Given a desired SPF record, flatten it and push it to your DNS provider (so far just cloudflare)
This caching is intended to solve the two problems of SPF:
- You can't have more than 10 cascaded DNS lookups
- Each lookup's response must fit in a single UDP packet (512 octets)
See http://www.openspf.org/RFC_4408
Usage: ./bin/auto-spf-flattener -f spf-file [-p subdomain-prefix] domain
Use the SPF record you would have put in your DNS if you weren't worried about too many lookups or too large a response
Environment variables CF_API_EMAIL and CF_API_KEY are required
-d, --dry-run Connect to DNS, but don't make any changes
-f, --spf-file string File that contains a valid spf format TXT record (required)

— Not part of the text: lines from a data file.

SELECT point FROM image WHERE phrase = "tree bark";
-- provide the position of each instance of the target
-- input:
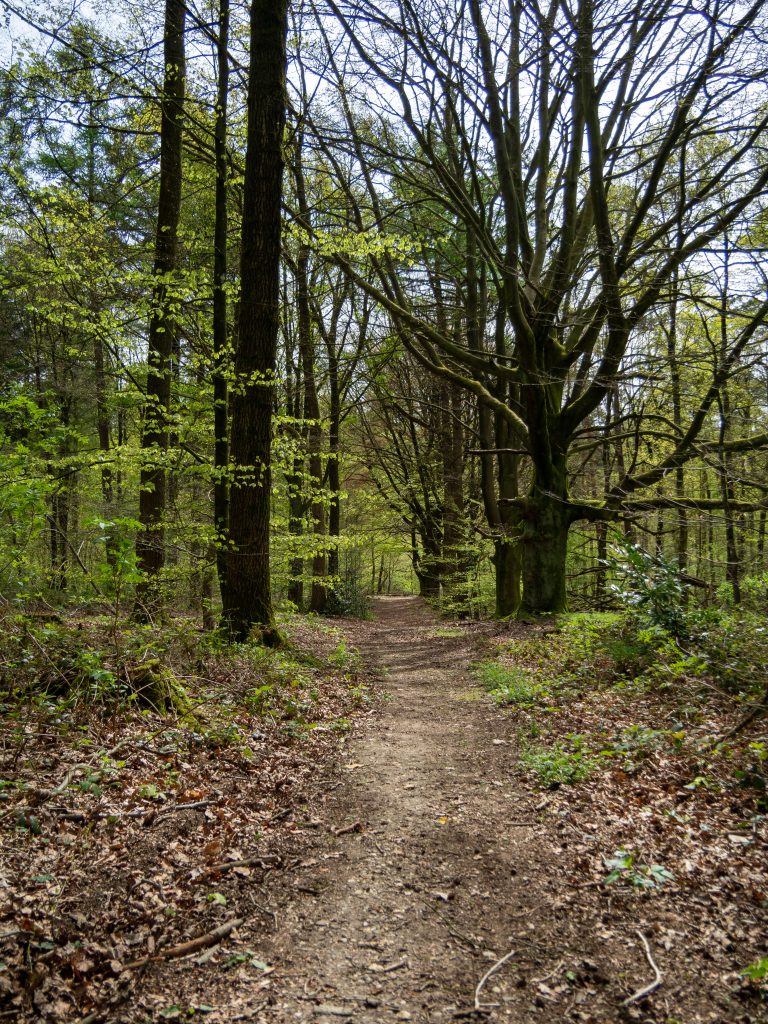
(220, 326)
(247, 598)
(155, 435)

-p, --spf-prefix string Prefix for subdomains when multiple are needed. (default "_spf")
env - CF_API_KEY=<cloudflare-key> CF_API_EMAIL=<cloudflare-email> ./bin/auto-spf-flattener -f ideal envoy.com
In this example, envoy.com
is the domain to work on and the file ideal
looks like:
v=spf1 include:mail.zendesk.com include:_spf.google.com include:spf.mail.intercom.io include:servers.mcsv.net ~all
The result is the resolution of ~55 ip4 and ip6 addresses, which are pushed to Cloudflare in 3 blocks, along with a master spf record which points to them.